Eidson also said cost savings can be realized through shared roadways, curbing, water/sewer, parking, and other amenities. In addition, “we envision industries will have the opportunity to groom future employees by providing internship and cooperative education experiences on site for high school and college students,” she said. “We have the opportunity to create a model for the rest of the country.”
Oconee Industry and Technology Park
Blackwell said about 1.1 million cubic yards of dirt are being moved in preparation for the Tri-County Tech campus.
“It’s impactful in the amount of work they’re doing and what’s coming,” he said. “We always hear about the need for a skilled workforce and that new campus will be teaching mechatronics, machining, industrial electrics and industrial engineering, and supply chain management.”
The programs coming to the industrial park will be beneficial to current and future tenants of the industrial park, Blackwell said.

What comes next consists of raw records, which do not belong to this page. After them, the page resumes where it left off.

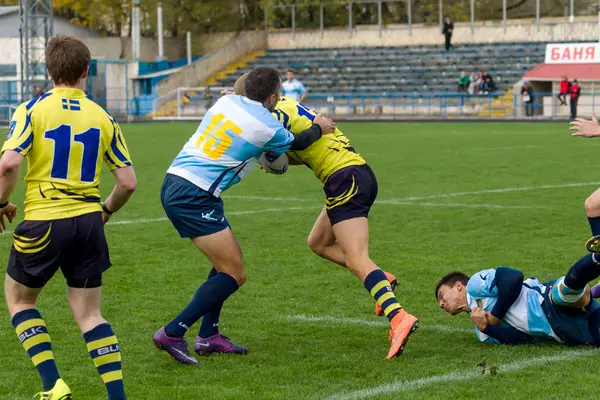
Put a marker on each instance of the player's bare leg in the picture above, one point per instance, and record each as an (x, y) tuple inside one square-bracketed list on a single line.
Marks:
[(31, 329), (224, 252), (353, 237), (322, 242)]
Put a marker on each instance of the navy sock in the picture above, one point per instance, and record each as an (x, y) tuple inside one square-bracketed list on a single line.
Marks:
[(210, 321), (106, 354), (586, 269), (594, 225), (209, 297), (32, 332), (379, 287)]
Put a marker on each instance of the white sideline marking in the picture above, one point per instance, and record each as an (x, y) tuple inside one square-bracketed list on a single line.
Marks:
[(505, 190), (366, 322), (442, 205), (404, 386), (436, 196)]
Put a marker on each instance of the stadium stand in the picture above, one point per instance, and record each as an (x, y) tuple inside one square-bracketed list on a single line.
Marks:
[(387, 70)]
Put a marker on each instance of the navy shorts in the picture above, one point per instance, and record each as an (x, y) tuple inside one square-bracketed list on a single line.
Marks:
[(571, 325), (192, 211), (350, 193), (76, 245)]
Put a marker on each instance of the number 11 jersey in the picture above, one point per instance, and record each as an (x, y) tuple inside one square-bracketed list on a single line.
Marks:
[(65, 137)]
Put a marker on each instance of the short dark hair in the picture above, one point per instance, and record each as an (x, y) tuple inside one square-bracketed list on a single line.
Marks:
[(261, 83), (450, 279), (67, 58)]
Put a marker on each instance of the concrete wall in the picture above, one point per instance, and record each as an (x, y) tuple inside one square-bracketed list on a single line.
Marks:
[(10, 23), (213, 62), (551, 29)]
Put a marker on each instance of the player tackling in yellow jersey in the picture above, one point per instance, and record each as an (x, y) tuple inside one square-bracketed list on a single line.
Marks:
[(65, 138), (341, 232)]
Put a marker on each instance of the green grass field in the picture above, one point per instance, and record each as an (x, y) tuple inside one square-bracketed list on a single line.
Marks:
[(452, 196)]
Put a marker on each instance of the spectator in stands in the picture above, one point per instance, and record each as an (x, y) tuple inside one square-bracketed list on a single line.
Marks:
[(473, 81), (575, 92), (208, 98), (488, 83), (527, 96), (447, 32), (463, 82), (293, 88), (565, 87)]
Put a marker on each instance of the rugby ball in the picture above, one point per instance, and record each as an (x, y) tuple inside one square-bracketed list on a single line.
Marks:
[(274, 164)]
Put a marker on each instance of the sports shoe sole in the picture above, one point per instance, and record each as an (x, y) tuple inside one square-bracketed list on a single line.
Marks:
[(413, 328), (159, 346), (593, 245)]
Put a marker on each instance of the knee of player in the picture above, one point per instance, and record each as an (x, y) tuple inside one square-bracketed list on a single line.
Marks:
[(315, 244), (592, 204)]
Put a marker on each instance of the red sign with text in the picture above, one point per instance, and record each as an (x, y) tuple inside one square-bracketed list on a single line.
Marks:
[(573, 53)]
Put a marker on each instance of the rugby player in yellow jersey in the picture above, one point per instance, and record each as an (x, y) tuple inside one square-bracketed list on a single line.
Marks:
[(65, 137), (341, 232)]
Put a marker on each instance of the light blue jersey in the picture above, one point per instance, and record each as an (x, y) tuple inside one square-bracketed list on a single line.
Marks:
[(526, 313), (228, 142), (293, 89)]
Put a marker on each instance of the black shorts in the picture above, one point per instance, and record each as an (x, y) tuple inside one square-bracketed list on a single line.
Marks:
[(350, 193), (75, 245)]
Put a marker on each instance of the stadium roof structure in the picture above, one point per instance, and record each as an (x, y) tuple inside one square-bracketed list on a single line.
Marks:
[(554, 72)]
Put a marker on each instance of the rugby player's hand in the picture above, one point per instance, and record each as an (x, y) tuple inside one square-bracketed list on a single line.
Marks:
[(479, 318), (105, 217), (327, 125), (493, 320), (10, 211), (585, 128)]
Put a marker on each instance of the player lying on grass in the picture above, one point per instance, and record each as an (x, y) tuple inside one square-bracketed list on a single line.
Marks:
[(226, 146), (341, 232), (506, 309)]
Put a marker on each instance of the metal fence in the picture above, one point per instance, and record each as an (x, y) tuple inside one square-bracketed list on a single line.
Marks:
[(321, 14)]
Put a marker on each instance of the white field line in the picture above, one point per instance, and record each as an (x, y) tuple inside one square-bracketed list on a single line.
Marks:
[(435, 196), (465, 374), (504, 190), (458, 205), (365, 322)]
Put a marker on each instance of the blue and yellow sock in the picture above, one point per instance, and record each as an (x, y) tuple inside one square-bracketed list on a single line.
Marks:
[(381, 290), (594, 225), (32, 332), (106, 354)]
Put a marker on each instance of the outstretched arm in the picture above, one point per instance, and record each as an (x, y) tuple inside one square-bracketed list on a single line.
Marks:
[(585, 128)]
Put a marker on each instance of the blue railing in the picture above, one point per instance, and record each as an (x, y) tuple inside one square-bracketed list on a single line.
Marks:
[(371, 106)]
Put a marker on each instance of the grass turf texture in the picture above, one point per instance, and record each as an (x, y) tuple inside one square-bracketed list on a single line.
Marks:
[(155, 272)]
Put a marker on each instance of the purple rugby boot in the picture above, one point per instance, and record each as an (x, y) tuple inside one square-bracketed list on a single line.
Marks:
[(176, 347), (217, 343)]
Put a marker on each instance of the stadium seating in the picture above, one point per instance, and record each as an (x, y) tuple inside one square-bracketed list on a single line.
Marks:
[(397, 70)]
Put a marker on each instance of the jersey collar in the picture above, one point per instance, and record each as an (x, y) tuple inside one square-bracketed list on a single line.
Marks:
[(68, 92)]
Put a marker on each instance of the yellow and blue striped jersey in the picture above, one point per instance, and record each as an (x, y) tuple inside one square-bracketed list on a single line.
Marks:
[(327, 155), (65, 137)]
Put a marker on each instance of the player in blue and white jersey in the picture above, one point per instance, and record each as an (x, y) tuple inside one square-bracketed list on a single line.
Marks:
[(225, 147), (508, 309), (293, 88)]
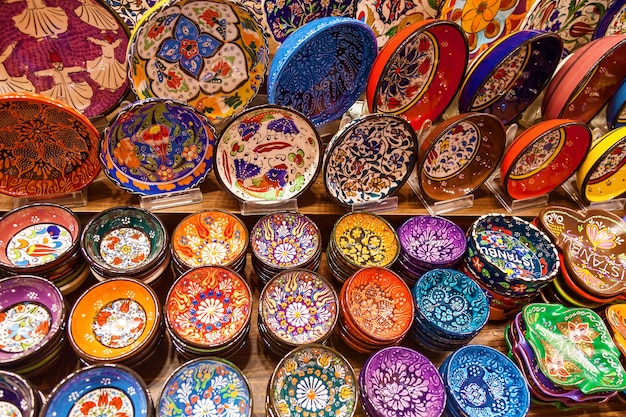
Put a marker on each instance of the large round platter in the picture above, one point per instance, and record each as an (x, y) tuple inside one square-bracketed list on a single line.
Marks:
[(267, 154), (70, 50), (156, 146), (46, 147), (210, 53), (321, 69), (369, 159), (507, 77), (418, 72)]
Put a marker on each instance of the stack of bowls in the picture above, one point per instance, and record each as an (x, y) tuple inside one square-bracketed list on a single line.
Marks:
[(32, 324), (282, 241), (360, 240), (297, 307), (126, 242), (511, 260), (209, 238), (43, 240), (116, 321), (450, 310), (375, 310), (428, 242), (208, 312)]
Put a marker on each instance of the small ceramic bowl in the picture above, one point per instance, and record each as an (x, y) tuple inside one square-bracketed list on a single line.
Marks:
[(543, 157), (108, 388), (418, 72), (602, 175), (370, 159), (507, 77), (459, 155), (586, 81), (321, 69)]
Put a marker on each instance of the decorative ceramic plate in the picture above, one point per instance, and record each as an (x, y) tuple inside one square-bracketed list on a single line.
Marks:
[(208, 306), (315, 380), (511, 74), (69, 50), (543, 157), (602, 175), (102, 390), (268, 153), (206, 386), (209, 238), (484, 23), (574, 347), (459, 155), (418, 72), (114, 319), (299, 307), (321, 69), (369, 159), (416, 381), (157, 146), (210, 53), (46, 147), (574, 21)]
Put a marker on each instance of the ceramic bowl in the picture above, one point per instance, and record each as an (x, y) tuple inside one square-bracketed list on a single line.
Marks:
[(418, 72), (459, 155), (543, 157), (200, 52), (156, 146), (107, 388), (602, 175), (321, 69), (124, 241), (207, 385), (56, 153), (507, 77), (70, 51), (370, 159), (586, 81)]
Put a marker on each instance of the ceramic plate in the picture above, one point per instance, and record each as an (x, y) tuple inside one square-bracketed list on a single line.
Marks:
[(268, 154), (69, 50), (206, 386), (369, 159), (459, 155), (46, 147), (321, 69), (418, 72), (543, 157), (511, 74), (210, 53), (157, 146)]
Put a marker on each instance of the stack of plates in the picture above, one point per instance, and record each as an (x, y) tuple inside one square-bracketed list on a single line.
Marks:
[(450, 310), (282, 241), (359, 240), (43, 240), (208, 312), (297, 307)]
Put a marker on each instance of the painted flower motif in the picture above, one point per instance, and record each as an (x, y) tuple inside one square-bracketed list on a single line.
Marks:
[(189, 47)]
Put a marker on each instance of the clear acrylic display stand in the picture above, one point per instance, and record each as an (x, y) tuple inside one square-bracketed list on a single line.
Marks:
[(173, 199), (73, 199)]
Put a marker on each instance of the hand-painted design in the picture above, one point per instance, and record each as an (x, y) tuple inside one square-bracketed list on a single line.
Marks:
[(23, 326), (119, 323), (209, 53), (125, 247), (38, 244), (539, 155), (410, 71), (103, 401), (454, 152), (575, 21)]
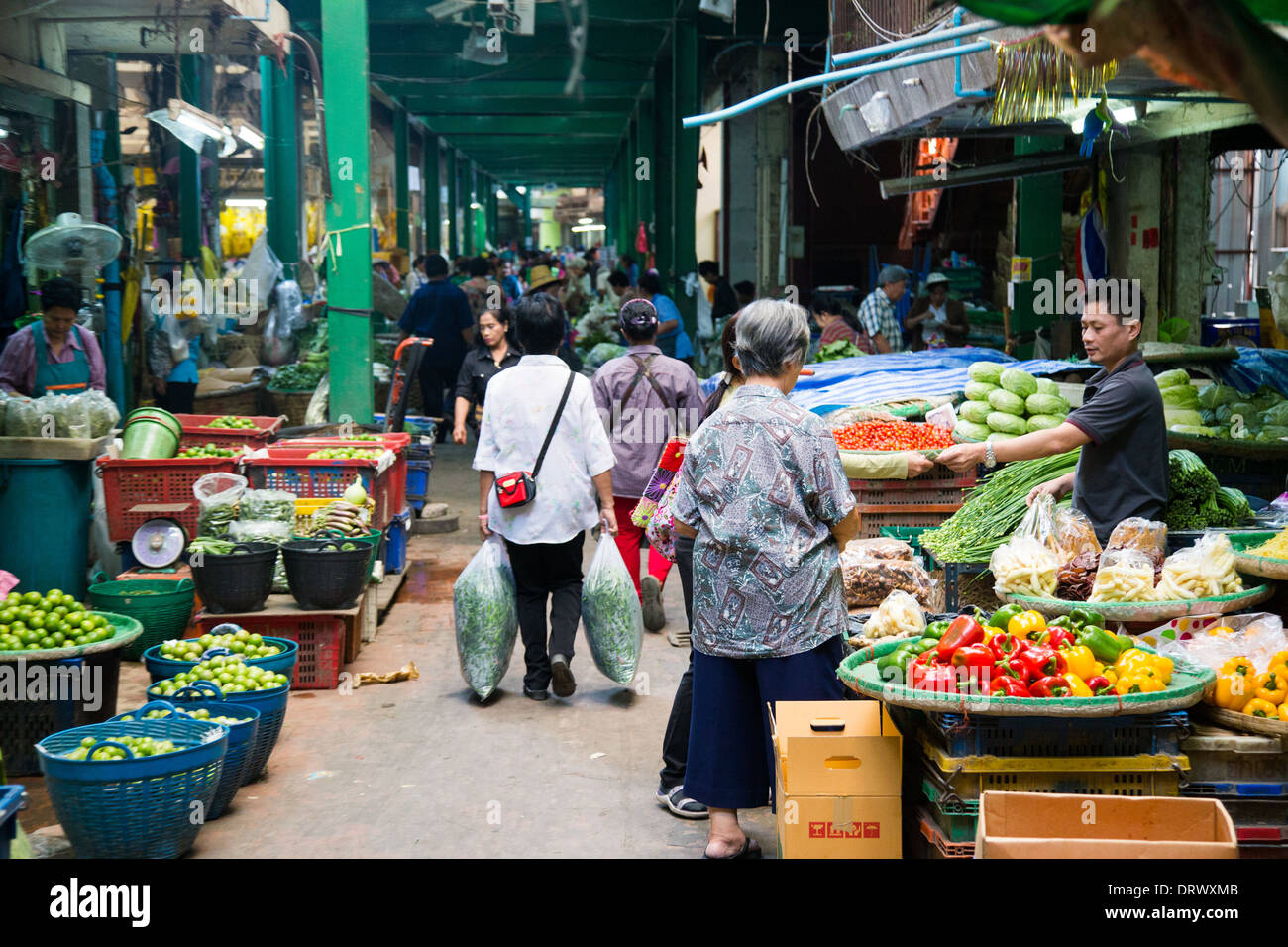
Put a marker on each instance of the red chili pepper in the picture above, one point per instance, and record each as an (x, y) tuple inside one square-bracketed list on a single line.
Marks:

Baxter Enterprises and Hi-Tech Mold & Engineering Inc. announced their move to the industrial park in March 2016. The full-service suppliers for the plastics industry occupy an 87,000-square-foot facility in the industrial park. The firms invested $20.7 million in the project.
“I’m told Baxter will start hiring in May. They’re looking to hire 90 people within the first six to eight months. I think that want to try to have half of that in May because they have to start delivering parts in August from that new facility,” Blackwell said.
There are a couple places on-site, where the dirt is being dug out, that are 40-foot cuts – that’s about four stories, Blackwell said.
“That’s a lot of dirt being dug out and spread out, because not only is it giving us this new campus, it also will give us about 40 acres of new industrial product,” he said.
The new industrial products being prepared won’t be pad site, he added, but will be flat dirt, “which is hard to come by in Oconee County.”